A third observation lies well within the rationalist line, and that is the collective unconsciosness of Carl Gustav Jung. At the time, this was observed as a deep part of every human mind, that contained images of archetypes. It was supposed that the collective unconscious was inherited by every human being, thus universal, and the thing we all have in common. This explained why the archetypes were universally experienced. In this view the collective unconsciousness is a mind fossilised within the skull of every human being and not subject to change within the individual's lifetime. This observation was used extensively in psychoanalysis, but was not tied to the other two observations until the late 21st Century by any kind of "respectable" academia.
The Self
With consciousness described as a process and an illusiory vision of self, it can be asked if there is anything in there at all. The answer to this lies partly with the clues we are given in synchronicity.

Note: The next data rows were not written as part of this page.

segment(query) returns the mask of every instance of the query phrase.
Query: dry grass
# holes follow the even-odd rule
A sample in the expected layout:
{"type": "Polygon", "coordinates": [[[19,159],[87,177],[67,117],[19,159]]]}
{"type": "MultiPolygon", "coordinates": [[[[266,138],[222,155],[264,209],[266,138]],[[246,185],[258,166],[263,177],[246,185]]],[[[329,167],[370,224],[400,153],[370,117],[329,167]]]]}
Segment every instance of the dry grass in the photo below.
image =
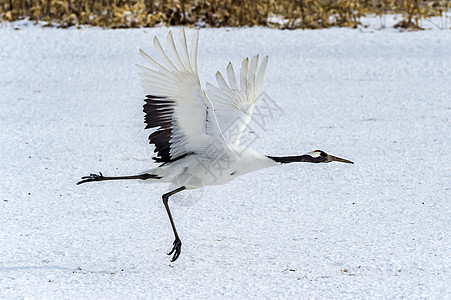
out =
{"type": "Polygon", "coordinates": [[[450,0],[0,0],[0,20],[29,18],[64,28],[261,25],[316,29],[356,27],[362,16],[397,13],[403,16],[397,26],[421,29],[421,20],[446,18],[450,9],[450,0]]]}

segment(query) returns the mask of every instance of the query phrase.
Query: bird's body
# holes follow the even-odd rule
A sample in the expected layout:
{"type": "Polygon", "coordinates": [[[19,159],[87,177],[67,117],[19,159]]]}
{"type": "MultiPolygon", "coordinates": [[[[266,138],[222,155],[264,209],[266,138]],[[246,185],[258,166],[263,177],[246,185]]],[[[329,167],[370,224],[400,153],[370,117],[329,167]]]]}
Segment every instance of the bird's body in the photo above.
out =
{"type": "Polygon", "coordinates": [[[185,32],[180,31],[179,50],[172,33],[167,36],[166,54],[155,37],[154,46],[162,63],[144,51],[141,55],[151,65],[141,70],[141,83],[147,93],[144,113],[146,129],[153,129],[149,136],[155,146],[154,160],[158,167],[133,176],[105,177],[100,173],[82,178],[90,181],[141,179],[149,182],[171,182],[179,188],[163,195],[175,241],[172,261],[181,253],[181,241],[168,206],[168,199],[185,189],[225,184],[234,178],[280,164],[292,162],[324,163],[346,159],[315,150],[305,155],[266,156],[240,144],[241,135],[252,118],[268,63],[264,57],[246,58],[237,80],[231,63],[227,65],[228,83],[220,72],[216,73],[218,87],[207,83],[202,89],[197,73],[198,31],[188,51],[185,32]]]}

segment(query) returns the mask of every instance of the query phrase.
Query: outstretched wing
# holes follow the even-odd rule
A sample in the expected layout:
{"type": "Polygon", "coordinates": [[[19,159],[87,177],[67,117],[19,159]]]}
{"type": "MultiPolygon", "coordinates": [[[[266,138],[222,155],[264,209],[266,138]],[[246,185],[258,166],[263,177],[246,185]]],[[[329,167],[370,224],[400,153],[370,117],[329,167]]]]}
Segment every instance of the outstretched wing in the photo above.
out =
{"type": "Polygon", "coordinates": [[[144,112],[147,128],[156,129],[150,136],[155,145],[157,162],[170,162],[190,153],[204,153],[206,148],[228,147],[219,129],[213,106],[200,86],[197,73],[196,31],[188,53],[185,31],[180,31],[180,55],[172,38],[167,36],[168,53],[163,51],[157,37],[154,46],[161,63],[144,51],[144,59],[152,69],[137,65],[141,83],[148,94],[144,112]]]}
{"type": "Polygon", "coordinates": [[[220,72],[216,73],[218,87],[207,83],[207,94],[215,108],[219,127],[231,144],[240,143],[241,135],[252,118],[252,111],[258,99],[268,56],[263,59],[260,68],[258,58],[258,55],[252,57],[250,63],[249,58],[243,60],[239,85],[230,62],[227,65],[229,84],[220,72]]]}

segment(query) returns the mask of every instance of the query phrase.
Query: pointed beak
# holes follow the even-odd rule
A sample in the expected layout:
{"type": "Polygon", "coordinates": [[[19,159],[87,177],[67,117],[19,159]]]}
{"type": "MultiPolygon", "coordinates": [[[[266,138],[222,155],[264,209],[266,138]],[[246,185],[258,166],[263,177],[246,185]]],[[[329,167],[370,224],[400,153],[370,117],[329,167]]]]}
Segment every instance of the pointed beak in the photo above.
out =
{"type": "Polygon", "coordinates": [[[330,161],[338,161],[338,162],[342,162],[342,163],[346,163],[346,164],[354,164],[354,162],[341,158],[341,157],[337,157],[337,156],[333,156],[333,155],[328,155],[328,158],[330,161]]]}

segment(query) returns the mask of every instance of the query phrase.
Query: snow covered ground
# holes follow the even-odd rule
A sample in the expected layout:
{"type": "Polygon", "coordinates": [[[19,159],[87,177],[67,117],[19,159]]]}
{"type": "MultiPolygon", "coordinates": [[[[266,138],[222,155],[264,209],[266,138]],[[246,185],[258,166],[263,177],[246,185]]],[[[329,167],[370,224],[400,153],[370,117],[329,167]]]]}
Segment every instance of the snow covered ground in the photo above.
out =
{"type": "Polygon", "coordinates": [[[171,203],[170,263],[168,185],[75,185],[154,166],[134,64],[168,30],[0,28],[0,298],[451,297],[449,31],[202,29],[203,84],[270,57],[283,112],[255,149],[355,165],[266,169],[171,203]]]}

Synchronicity is the eqivalence of psychic and physical events, where the experiencer is fortunate enough to recognise the meanings. Such events are said to be acts of creation in time, and they feel like some supernatural force is aiming at you, what is rather the case is that the meaning or archetype becomes manifest in the event, through some creative process in the universe.
The other part lies with the very nature of self itself. This is a very difficult concept, because we write and think in our conscious minds, which are physical manifestations of the self and the collective unconscious. The self is a mass of suprapersonal and creative contents, but behind veils is an absolute object about which no verifiable statements can be made.